SLITRK6 in Cancer Metastasis: Emerging Evidence, Mechanisms and Therapeutic Potential

Abstract

Cancer metastasis is a complicated biological process where cells from the primary tumour site spread into other organs far from the origin and cause a secondary tumour. The cascade of metastasis includes epithelial to mesenchymal transition (EMT), in which cancerous cells lose the epithelial characters and acquire features of migration and invasion through key signalling pathways as TGF-β, Wnt/β-catenin, and Notch. After EMT, cells can intravasate into the blood or lymphatic vessels, and extravasate into remote tissues, causing secondary tumours. Current cancer therapies are often ineffective against metastatic disease, and therefore, new approaches that target metastasis specifically are needed.

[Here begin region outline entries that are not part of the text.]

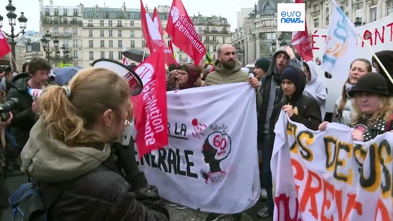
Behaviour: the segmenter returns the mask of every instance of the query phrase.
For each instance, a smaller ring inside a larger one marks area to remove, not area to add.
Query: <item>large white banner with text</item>
[[[366,40],[375,52],[384,50],[393,50],[393,15],[377,20],[356,28],[362,37]],[[311,47],[314,59],[322,60],[325,42],[326,40],[328,30],[317,29],[311,35]],[[356,58],[364,58],[371,61],[372,53],[360,38],[358,37],[357,48],[347,48],[346,50],[356,52]],[[335,50],[338,51],[342,49],[338,47]],[[317,69],[318,75],[323,81],[327,88],[328,96],[326,101],[326,111],[333,112],[334,104],[338,97],[341,95],[344,83],[348,78],[349,70],[342,70],[339,73],[332,73],[332,78],[329,79],[325,77],[325,71],[320,68]],[[373,68],[373,71],[375,69]]]
[[[270,166],[274,220],[391,221],[393,136],[354,142],[337,123],[314,131],[282,112]]]
[[[261,192],[255,90],[248,83],[167,92],[169,144],[140,162],[164,199],[233,214]]]

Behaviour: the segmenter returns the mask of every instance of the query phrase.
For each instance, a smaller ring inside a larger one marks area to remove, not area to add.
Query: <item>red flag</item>
[[[167,84],[162,46],[135,69],[143,83],[142,93],[131,97],[139,158],[168,145]]]
[[[295,3],[303,3],[303,0],[295,0]],[[309,37],[309,32],[307,30],[307,24],[306,19],[304,20],[304,25],[305,26],[304,31],[292,32],[292,45],[296,49],[305,61],[312,60],[312,49],[311,48],[310,38]]]
[[[0,57],[9,53],[11,51],[11,48],[0,28]]]
[[[150,53],[154,53],[162,46],[164,52],[165,63],[168,64],[176,64],[176,61],[173,58],[172,50],[169,49],[164,41],[162,36],[158,30],[158,24],[154,24],[150,15],[143,7],[143,4],[141,0],[141,20],[142,21],[142,30],[146,41],[148,42]],[[156,20],[157,21],[157,20]]]
[[[173,0],[165,31],[172,37],[173,44],[184,51],[198,65],[206,54],[195,27],[180,0]]]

SLIT and NTRK-like family member 6 (SLITRK6) promotes the migration of cancer cells by binding to ROBO receptors and controlling Rho GTPases, which are essential for cytoskeletal dynamics. Moreover, it also impacts the tumor microenvironment by regulating the interactions of immune cells and by promoting the secretion of MMPs, which facilitate tissue invasion. This review discusses the current understanding of SLITRK6's biological functions, especially in the context of cancer, and discusses the molecular pathways through which it influences metastasis. By targeting SLITRK6, it may be possible to disrupt both the migratory behavior of cancer cells and the supportive microenvironment that facilitates metastasis. Recent studies have identified SLITRK6 as a significant player in cancer metastasis. Its expression is associated with poor prognosis in several cancers. This review aims to provide a comprehensive overview of SLITRK6 in cancer metastasis and its potential as a novel therapeutic target.